La plaza es diminuta. Cuatro muros leprosos, una fuente sin agua, dos bancas de cemento y fresnos malheridos. El estruendo, remoto, de ríos ciudadanos. Indecisa y enorme, rueda la noche y borra graves arquitecturas. Ya encendieron las lámparas. En los golfos de sombra, en esquinas y quicios, brotan columnas vivas e inmóviles: parejas. Enlazadas y quietas, entretejen murmullos: pilares de latidos.
En el otro hemisferio la noche es femenina, abundante y acuática. Hay islas que llamean en las aguas del cielo. Las hojas del banano vuelven verde la sombra. En mitad del espacio ya somos, enlazados, un árbol que respira. Nuestros cuerpos se cubren de una yedra de sílabas.
Follajes de rumores, insomnio de los grillos en la yerba dormida, las estrellas se bañan en un charco de ranas, el verano acumula allá arriba sus cántaros, con manos visibles el aire abre una puerta. Tu frente es la terraza que prefiere la luna.
El instante es inmenso, el mundo ya es pequeño. Yo me pierdo en tus ojos y al perderme te miro en mis ojos perdida. Se quemaron los nombres, nuestros cuerpos se han ido. Estamos en el centro imantado de ¿donde?
Inmóviles parejas en un parque de México o en un jardín asiático: bajo estrellas distintas diarias eucaristías. Por la escala del tacto bajamos ascendemos al arriba de abajo, reino de las raíces, república de alas.

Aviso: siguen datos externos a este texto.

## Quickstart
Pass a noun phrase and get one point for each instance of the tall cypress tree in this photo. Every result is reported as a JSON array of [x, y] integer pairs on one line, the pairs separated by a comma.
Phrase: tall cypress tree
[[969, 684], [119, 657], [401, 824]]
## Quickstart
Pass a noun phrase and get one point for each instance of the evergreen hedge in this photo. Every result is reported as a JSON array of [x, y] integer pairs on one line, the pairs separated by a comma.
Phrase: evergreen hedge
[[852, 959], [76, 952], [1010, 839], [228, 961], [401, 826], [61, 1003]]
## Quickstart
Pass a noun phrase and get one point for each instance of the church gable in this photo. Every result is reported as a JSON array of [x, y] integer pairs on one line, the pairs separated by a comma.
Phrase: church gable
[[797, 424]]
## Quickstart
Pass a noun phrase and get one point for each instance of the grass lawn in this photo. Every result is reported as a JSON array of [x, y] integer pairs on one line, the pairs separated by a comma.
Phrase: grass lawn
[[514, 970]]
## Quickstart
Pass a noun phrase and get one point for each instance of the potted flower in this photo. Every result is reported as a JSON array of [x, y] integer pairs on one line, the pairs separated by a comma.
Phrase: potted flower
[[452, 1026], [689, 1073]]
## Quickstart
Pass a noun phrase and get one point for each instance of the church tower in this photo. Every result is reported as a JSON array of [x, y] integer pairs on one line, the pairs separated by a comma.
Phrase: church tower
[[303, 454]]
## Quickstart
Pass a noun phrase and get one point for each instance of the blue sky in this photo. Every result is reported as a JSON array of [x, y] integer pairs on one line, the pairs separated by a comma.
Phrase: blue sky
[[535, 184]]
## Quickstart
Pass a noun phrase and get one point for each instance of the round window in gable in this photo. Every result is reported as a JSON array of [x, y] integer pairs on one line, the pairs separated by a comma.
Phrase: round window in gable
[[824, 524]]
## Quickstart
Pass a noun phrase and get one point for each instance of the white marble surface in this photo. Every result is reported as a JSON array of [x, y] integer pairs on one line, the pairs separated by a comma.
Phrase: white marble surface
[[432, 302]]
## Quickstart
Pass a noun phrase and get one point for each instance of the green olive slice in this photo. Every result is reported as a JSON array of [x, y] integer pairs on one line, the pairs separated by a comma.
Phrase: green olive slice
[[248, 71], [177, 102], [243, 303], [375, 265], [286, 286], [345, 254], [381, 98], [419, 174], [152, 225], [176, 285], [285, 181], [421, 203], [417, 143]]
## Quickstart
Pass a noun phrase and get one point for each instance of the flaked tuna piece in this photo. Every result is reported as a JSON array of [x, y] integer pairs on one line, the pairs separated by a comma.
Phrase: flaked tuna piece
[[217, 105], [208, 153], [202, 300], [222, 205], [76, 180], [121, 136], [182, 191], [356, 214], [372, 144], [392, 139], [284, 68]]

Los cuerpos anudados son el libro del alma: con los ojos cerrados, con mi tacto y mi lengua, deletreo en tu cuerpo la escritura del mundo. Un saber ya sin nombres: el sabor de esta tierra.
Breve luz suficiente que ilumina y nos ciega como el súbito brote de la espiga y el *****. Entre el fin y el comienzo un instante sin tiempo frágil arco de sangre, puente sobre el vacío.